Jak zawsze — to zależy. OnePlus Nord Buds mają dobre wyciszenie pasywne, więc dobrze sprawdzają się w cichszych warunkach. Jeśli więcej podróżujemy komunikacją miejską, czy dużo latamy samolotem, to oczywiście jest to znacznie większy problem, bo szum i zgiełk już mocniej przedostaje się do naszych uszu. Osobiście stosunkowo rzadko używam ANC, ale znam osoby, które nie wyobrażają sobie życia bez niego. Jeśli nigdy nie używaliście aktywnej redukcji szumów, to niczego nie będzie wam brakować. 

Jakość dźwięku

Z racji na brak ANC, czy dodatkowych funkcji powinniśmy oczekiwać jak najlepszych doznań dźwiękowych. Czy je dostajemy? Jak najbardziej. Słuchawki spokojnie zbliżają się do poziomu Nothing Ear (1), czy realme Buds Air 3. Ponownie mamy do czynienia z bardzo basowym brzmieniem, które skupione jest głównie dookoła subbasu i midbasu. Są one bardzo mięsiste i niemal ciągle nas otaczają. Mimo to nie zalewają średnicy, ale to omówię za chwilę. Wyższy bas jest całkiem szybki i jednocześnie przyjemnie miękki. Nie ma tu mowy o poczuciu suchoty, a całokształt jest ciepły i przyjemny. Fani rapu i popu na pewno nie będą narzekać. 

Średnica w OnePlus Nord Buds jest z kolei nieco bardziej neutralna, ale dalej po cieplejszej stronie. Zapewnia ona wysoką szczegółowość, a mimo ewidentnej dominacji niskich częstotliwości, to nie musimy obawiać się tego, że przysłoni nam on nawet niskie wokale. Całość jest przyjemnie zaakcentowana, z dużą ilością powietrza. Wyższe tony są z kolei schowane. Są one słyszalne w tle, ale nigdy nie wybijają się na front, co dla wielu osób jest sporą zaletą. Dużą zaletą jest też przestrzeń, która została dobrze zaaranżowana. Nie ma jej wiele, ale dźwięki są przyjemnie napowietrzone, co słychać zwłaszcza w wokalach. 

Bateria

Producent deklaruje nam czas działania do 30 godzin z etui i 7 godzin bez niego. Niestety nie informuje, przy jakiej głośności wykonywane były testy. Pozostawiając słuchawki same sobie przy mojej głośności odsłuchowej, czyli około 75 procent, rozładowały się po mniej więcej 5,5 godziny. Z użyciem etui daje nam to mniej więcej 24 godziny pracy. Dla jednych wystarczy, dla drugich nie. Moim zdaniem jest to wynik okej, ale nie ma szału. 

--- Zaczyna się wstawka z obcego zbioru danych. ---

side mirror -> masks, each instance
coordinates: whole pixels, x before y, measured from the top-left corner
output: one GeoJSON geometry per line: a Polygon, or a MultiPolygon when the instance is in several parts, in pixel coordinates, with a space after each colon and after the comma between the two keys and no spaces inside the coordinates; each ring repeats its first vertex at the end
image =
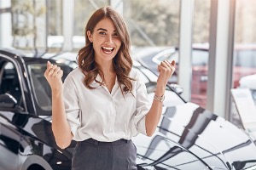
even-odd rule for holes
{"type": "Polygon", "coordinates": [[[9,94],[0,94],[0,108],[14,109],[17,100],[9,94]]]}

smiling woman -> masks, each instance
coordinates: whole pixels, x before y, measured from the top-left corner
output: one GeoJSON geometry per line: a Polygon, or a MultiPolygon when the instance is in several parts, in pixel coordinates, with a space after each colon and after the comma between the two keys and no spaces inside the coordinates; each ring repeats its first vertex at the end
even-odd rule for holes
{"type": "Polygon", "coordinates": [[[175,61],[164,60],[158,65],[152,102],[138,71],[132,69],[130,37],[122,17],[111,7],[102,7],[89,20],[85,35],[79,67],[64,84],[58,65],[48,62],[44,72],[52,89],[56,143],[66,148],[72,139],[78,142],[73,170],[137,169],[137,148],[131,139],[154,133],[175,61]]]}

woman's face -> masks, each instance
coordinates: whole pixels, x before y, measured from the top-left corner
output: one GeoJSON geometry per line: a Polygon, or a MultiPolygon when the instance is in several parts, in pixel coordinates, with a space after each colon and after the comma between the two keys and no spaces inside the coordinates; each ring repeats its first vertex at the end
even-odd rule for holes
{"type": "Polygon", "coordinates": [[[93,33],[87,31],[87,36],[93,44],[97,63],[112,60],[121,46],[116,27],[109,18],[102,20],[94,28],[93,33]]]}

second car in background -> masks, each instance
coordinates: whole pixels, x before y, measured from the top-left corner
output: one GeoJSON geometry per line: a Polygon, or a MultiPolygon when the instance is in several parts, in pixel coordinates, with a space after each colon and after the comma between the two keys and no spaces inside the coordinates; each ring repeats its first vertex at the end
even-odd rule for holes
{"type": "MultiPolygon", "coordinates": [[[[174,76],[170,83],[177,83],[178,76],[179,53],[177,48],[142,48],[134,49],[135,55],[156,74],[157,65],[165,60],[177,63],[174,76]]],[[[208,79],[208,43],[194,44],[192,48],[191,101],[206,107],[208,79]]],[[[233,88],[239,86],[241,77],[256,73],[256,45],[237,45],[234,52],[233,88]]]]}

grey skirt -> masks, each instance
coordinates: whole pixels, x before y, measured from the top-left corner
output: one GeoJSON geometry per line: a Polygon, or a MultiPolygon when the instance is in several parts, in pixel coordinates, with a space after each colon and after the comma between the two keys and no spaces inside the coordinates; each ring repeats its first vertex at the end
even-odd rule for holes
{"type": "Polygon", "coordinates": [[[72,170],[137,170],[137,149],[131,140],[78,142],[72,170]]]}

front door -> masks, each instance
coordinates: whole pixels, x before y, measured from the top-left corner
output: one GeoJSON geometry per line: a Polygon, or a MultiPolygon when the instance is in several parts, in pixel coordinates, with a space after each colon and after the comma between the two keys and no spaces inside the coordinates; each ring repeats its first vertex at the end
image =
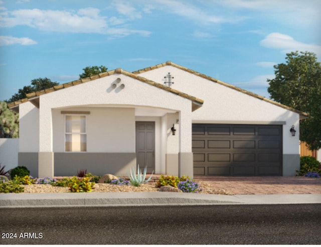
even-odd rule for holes
{"type": "Polygon", "coordinates": [[[147,172],[155,172],[155,122],[136,122],[136,156],[137,164],[147,172]]]}

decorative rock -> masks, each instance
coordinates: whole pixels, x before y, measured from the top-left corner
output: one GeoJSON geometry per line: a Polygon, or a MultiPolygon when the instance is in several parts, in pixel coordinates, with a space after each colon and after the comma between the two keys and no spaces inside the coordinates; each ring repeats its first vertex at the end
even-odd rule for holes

Recenzja OnePlus Nord Buds — podsumowanie

Recenzja OnePlus Nord Buds zdjęcie główne

OnePlus Nord Buds pokazuje, że dobre słuchawki nie muszą być przekombinowane. Dzięki brakowi ANC, czy wykrywania obecności w uszach producent mógł skupić się na dźwięku, który jest na najwyższym poziomie. Basowe brzmienie zadowoli wiele osób, a do tego otrzymujemy możliwość zmian dźwięku poprzez aplikację. Na deser OnePlus Nord Buds zapewniają dobrą jakość wykonania, wygodną obsługę i prostą obudowę.